Britain joined the United States on Tuesday, declaring that it cannot support a new Palestinian draft proposal calling for peace with Israel within a year and an end of the Israeli occupation of Palestinian territories by late 2017.

Jordan on Tuesday circulated to the UN Security Council a draft resolution prepared by the Palestinians, who said they want it put to a vote before Thursday. Washington said it could not support the draft because it was not constructive and failed to address Israel's security needs.

British UN Ambassador Mark Lyall Grant was asked by reporters whether his delegation could support the Palestinian draft.
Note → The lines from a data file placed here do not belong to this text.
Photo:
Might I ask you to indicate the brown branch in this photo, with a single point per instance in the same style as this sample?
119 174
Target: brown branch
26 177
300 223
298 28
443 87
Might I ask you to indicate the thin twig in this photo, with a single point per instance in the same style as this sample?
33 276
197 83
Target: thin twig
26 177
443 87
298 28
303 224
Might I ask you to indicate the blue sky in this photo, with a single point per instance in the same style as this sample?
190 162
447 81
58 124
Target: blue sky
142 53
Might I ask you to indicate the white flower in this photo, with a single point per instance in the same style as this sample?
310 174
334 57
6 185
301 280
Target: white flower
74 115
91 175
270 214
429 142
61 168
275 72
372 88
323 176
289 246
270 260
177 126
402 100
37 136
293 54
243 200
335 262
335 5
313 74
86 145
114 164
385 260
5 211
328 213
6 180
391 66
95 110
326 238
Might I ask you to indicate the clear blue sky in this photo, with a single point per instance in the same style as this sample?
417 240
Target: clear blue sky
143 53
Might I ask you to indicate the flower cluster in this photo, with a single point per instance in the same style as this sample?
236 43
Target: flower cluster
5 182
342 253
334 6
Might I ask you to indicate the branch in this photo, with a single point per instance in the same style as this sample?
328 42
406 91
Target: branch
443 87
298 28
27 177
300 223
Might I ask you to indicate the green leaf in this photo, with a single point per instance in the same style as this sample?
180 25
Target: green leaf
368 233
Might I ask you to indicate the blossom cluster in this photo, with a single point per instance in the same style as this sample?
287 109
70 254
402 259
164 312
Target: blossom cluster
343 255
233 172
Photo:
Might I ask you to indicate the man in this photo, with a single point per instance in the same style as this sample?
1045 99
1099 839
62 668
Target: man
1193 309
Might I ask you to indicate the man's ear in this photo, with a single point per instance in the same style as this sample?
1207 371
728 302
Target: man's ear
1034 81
"Well no," he said. "There's some difficulties with the text, particularly language on time scales, new language on refugees. So I think we would have some difficulties."



Lyall Grant did not explicitly threaten to use Britain's veto power to help block the Palestinian text if it is put to a vote. Western diplomats have said that if the draft is voted on before the new year it will likely fail to muster the required minimum nine yes votes for adoption.

That would mean neither Britain nor the United States would need to use their vetoes. Washington will not hesitate use its veto to strike down the Palestinian measure if necessary, council diplomats said.

All 22 Arab delegations endorsed the Palestinian draft on Monday, though Jordanian Ambassador Dina Kawar, the sole Arab representative on the 15-nation council, said she would personally have liked more time to consult on the draft.

The Arab delegations were meeting later on Tuesday to discuss when to put the Palestinian draft to a vote. Timing for a possible vote remains unclear.

Israel has said a Security Council vote, following the collapse in April of US-brokered talks on Palestinian statehood, would deepen the conflict. It supports negotiations but rejects third-party time lines.

The Palestinians, frustrated by the lack of progress on peace talks, have sought to internationalize the issue by seeking UN membership and recognition of statehood via membership in international organizations.

Washington, council diplomats say, has made clear it does not want a resolution on the Israeli-Palestinian issue voted on before Israel's election in March.

The Palestinian draft resolution, obtained by Reuters, calls for negotiations to be based on territorial lines that existed before Israel captured the West Bank, east Jerusalem and the Gaza Strip in the 1967 Middle East war.

It also calls for a peace deal within 12 months, ending Israeli occupation by the end of 2017.

An earlier Palestinian draft called for Jerusalem to be the shared capital of Israel and a Palestinian state. The final proposal reverts to a harder line, saying only that East Jerusalem will be Palestine's capital and calling for an end to Israeli settlement building.